Another Texas company, Green Diesel, received a Notice of Violation on April 30. The issue: 60 million fake RINs. By then, CEO Philip Rivkin had apparently skedaddled to Europe, out of harm’s way.
Buyers of these credits got tangled up as well: “30 refiners settled with the EPA without admitting wrongdoing.” The usual suspects. Exxon would pay a fine of $165,000; ConocoPhillips $250,000, and BP $350,000. They’d also have to buy real RINs to replace the fake ones. The chaos in the RIN market prompted the House Energy and Commerce Oversight Subcommittee to hold hearings.
But a small outfit in Toronto, Bioversel Trading Inc., was particularly resourceful in milking the RIN system—and may not have done anything illegal, according to an excellent investigative series by CBC News. Bioversel hired Canadian National Railways (CN) to shuttle the same trainload of biodiesel twelve times across the US-Canadian border without unloading the cargo. All in the second half of June, 2010. For $2.6 million.
To generate RINs from importing biodiesel into the US, ownership of each trainload was transferred to Bioversel’s US partner, Verdeo, which then, rather than selling the biodiesel in the US, exported it back to Canada. But by exporting the biodiesel, Verdeo would have been required to “retire” the associated RINs, instead of being able to sell them. So Verdeo retired ethanol RINs instead, which cost only a fraction. The difference, less the cost of transportation back and forth, was profit.
It might have remained under wraps. But the “importer of record,” Northern Biodiesel of Ontario, NY, found out that the same rail cars were being shuttled back and forth and generated new RINs each time they came into the US; something was fishy.

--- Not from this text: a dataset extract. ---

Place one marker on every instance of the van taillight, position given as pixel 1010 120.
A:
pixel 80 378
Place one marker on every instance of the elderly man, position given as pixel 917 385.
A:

So the owner blew the whistle.
CBC News contacted the EPA to get some clarity, but the agency refused to comment. And the railroad? Didn’t they have a clue? Nope. “As required by law, CN discharged its common carrier obligation regarding these biodiesel shipments,” spokesman Mark Hallman wrote to CBC News. “CN is not aware of any pending investigation of an alleged fraud. CN has and will continue to co-operate fully with….” etc. etc.
Alas, CBC News had obtained a copy of an internal CN email, dated June 14, 2010, sent by Teresa Edwards, CN’s Sarnia transportation manager. In addition to some technical details, it included these priceless words: “It will be the same cars flipping back and forth and the product will stay on the car. Target is to get at least 25 flips across the border and back by June 30.” And a word of corporate encouragement: “This move has the potential to make a lot of money for CN so need everyone’s assistance to maximize the number of trips we make and ensure that it all moves smooth.”
In a follow-up email, dated June 28, 2010, of which CBC News also obtained a copy, Edwards wrote: “The Bioversal move back and forth across the border at Sarnia has now completed. Records show that we moved 1984 cars total…. This equates to approximately 2.6 million dollars of revenue….”
Though the Canada Border Services Agency and the EPA are investigating, CBC News emphasized that it “has found no evidence Bioversel or its partners broke any laws.” Apparently, regulations at the time permitted importing biofuels to generate RIN credits, re-export the fuel, retire cheaper ethanol credits instead of biodiesel credits, and laugh all the way to the bank. A perfect example of how huge corporate welfare programs, such as fuel subsidies, throw off unexpected crumbs in surprising directions.